Mackerel showed up strong on the ledge this week, which matters for two reasons — they're a blast on light spinning gear with small jigs or Sabiki rigs, and they're the bait that's going to matter most for the bluefin game. We've had our first real giant bluefin sightings working bait on the surface up on the ledge edge, mostly in the early morning hours before the wind fills in. Nothing consistent yet — a few boats connected on live mackerel drifted behind the boat, a couple more marked fish on the meter and never got a bite. It's the classic early-season bluefin pattern: the fish are here, the bait is here, but the window each day is short and you need to be in position before first light with mackerel already in the tank. I wouldn't call it dialed in yet, but the ingredients are lining up — cooling upwelled water along the steep breaks, dense mackerel schools, and giants starting to show. That's usually the setup that turns into a real bite within a couple weeks once the thermal structure stabilizes.

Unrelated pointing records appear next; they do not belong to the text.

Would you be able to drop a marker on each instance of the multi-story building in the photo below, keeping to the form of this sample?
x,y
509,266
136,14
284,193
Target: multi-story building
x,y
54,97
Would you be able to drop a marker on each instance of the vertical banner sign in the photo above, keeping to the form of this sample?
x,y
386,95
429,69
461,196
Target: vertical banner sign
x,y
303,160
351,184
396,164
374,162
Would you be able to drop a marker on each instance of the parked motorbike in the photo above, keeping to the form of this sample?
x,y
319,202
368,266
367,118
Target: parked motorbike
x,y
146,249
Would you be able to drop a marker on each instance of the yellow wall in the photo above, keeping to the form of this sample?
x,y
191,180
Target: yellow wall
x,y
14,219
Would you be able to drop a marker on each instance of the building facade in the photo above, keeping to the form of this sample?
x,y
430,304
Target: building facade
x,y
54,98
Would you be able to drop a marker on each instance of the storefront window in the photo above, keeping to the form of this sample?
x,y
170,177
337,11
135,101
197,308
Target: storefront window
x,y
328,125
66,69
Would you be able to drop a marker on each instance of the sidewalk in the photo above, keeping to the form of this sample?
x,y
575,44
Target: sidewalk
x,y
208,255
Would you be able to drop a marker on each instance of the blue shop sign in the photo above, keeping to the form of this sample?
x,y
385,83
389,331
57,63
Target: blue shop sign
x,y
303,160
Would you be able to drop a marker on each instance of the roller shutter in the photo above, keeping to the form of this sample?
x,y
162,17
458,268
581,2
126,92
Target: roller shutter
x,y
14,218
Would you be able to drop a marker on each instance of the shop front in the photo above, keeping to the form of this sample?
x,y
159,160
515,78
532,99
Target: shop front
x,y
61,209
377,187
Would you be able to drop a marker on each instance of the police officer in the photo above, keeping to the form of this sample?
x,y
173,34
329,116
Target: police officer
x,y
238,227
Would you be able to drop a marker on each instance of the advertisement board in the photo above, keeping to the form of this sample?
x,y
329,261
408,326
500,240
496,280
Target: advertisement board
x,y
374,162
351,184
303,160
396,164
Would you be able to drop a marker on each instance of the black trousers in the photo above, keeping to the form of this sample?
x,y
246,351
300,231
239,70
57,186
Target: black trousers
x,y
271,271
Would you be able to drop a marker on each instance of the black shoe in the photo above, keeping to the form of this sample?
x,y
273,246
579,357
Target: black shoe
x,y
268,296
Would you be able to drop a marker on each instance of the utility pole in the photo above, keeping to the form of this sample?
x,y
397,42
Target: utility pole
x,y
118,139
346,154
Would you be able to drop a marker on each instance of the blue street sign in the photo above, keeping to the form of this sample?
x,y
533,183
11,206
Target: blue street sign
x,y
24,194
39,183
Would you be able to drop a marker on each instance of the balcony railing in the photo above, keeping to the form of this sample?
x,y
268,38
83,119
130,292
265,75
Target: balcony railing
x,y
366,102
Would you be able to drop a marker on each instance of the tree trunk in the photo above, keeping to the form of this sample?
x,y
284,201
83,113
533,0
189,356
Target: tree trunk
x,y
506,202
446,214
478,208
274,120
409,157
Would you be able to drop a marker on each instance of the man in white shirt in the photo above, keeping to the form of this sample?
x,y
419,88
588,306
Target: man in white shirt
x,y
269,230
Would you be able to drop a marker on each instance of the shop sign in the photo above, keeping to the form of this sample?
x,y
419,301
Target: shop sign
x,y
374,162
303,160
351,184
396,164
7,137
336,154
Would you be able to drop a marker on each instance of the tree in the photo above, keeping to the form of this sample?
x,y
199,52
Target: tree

Looking ahead, the new moon spring tides through the weekend mean stronger current everywhere on the ledge complex, so I'd target the transition periods around the tide change rather than fighting max current in the middle of it. Haddock on the mud should stay the most dependable target through the week — that's where I'd send a boat that wants fish in the box. For cod, work the gravel methodically and don't expect a fast bite; it's a numbers game right now, not a blitz. And if you're chasing bluefin, get out early, have live mackerel ready, and treat every trip as scouting — the pattern's building, but it's not consistent enough yet to promise a hookup. That should change as we move deeper into July if this thermal structure holds.